What is a rust inhibitor additive?

It is an oil-soluble additive — most commonly a metal sulfonate — that protects steel from rust by forming a tightly packed, water-repelling film on the surface. In lubricants and rust-preventive oils it keeps oxygen and water off the metal during storage, transport and service. These are formulator additive components, not the consumer rust sprays or coatings sold for DIY use.

Barium or calcium — which sulfonate should I use?

Rust-preventive effectiveness of sulfonates generally runs Na < Mg < Ca < Ba, so barium gives the strongest protection and has long been the slushing-oil standard. However, water-soluble barium faces tightening heavy-metal and environmental scrutiny, so a barium-free calcium dinonylnaphthalene sulfonate is the right choice where regulations or eco targets rule barium out. CheMost supplies both.

What does “overbased” mean, and do I need it?

An overbased sulfonate carries a colloidal reserve of metal carbonate that neutralises acidic corrosion by-products (and scavenges HCl from chlorinated-paraffin systems) and adds oxidation stability, on top of the base rust protection. A neutral sulfonate has no alkalinity reserve but offers cleaner demulsibility and broad compatibility. Choose overbased when you need acid neutralisation; neutral when water-shedding and compatibility lead. Many oils use both.

Petroleum or synthetic (DNNS) sulfonate?

Petroleum (natural) barium sulfonate is the economical workhorse for rust-preventive oils. Synthetic dinonylnaphthalene sulfonates (DNNS) offer more consistent, often higher performance and work at low concentration, which can offset their higher cost. The best choice depends on your performance target and budget.

How is rust protection measured, and how much do I add?

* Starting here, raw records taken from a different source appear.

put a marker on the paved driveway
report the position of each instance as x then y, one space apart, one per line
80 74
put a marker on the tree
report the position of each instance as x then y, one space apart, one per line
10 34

Rust performance is validated with standard tests — ASTM D665 (turbine-oil rust), ASTM D1748 (humidity cabinet) and salt-spray methods such as ASTM B117. Treat rate spans a wide range: light for in-service protection, high for severe rust-preventive and slushing oils. The right level depends on the substrate and storage/service conditions; our team can suggest a starting point.

How is this different from your corrosion inhibitors & metal deactivators?

This range covers the full sulfonate rust-inhibitor family — barium and calcium sulfonates and DNNS for rust-preventive and lubricating oils, the sodium petroleum sulfonate for water-extendable metalworking fluids, and benzotriazole for copper/yellow-metal protection. Our corrosion inhibitors & metal deactivators range covers complementary metal-deactivator chemistries such as thiadiazole. Use this page for sulfonate rust protection and copper passivation; the other for broader metal-deactivator options.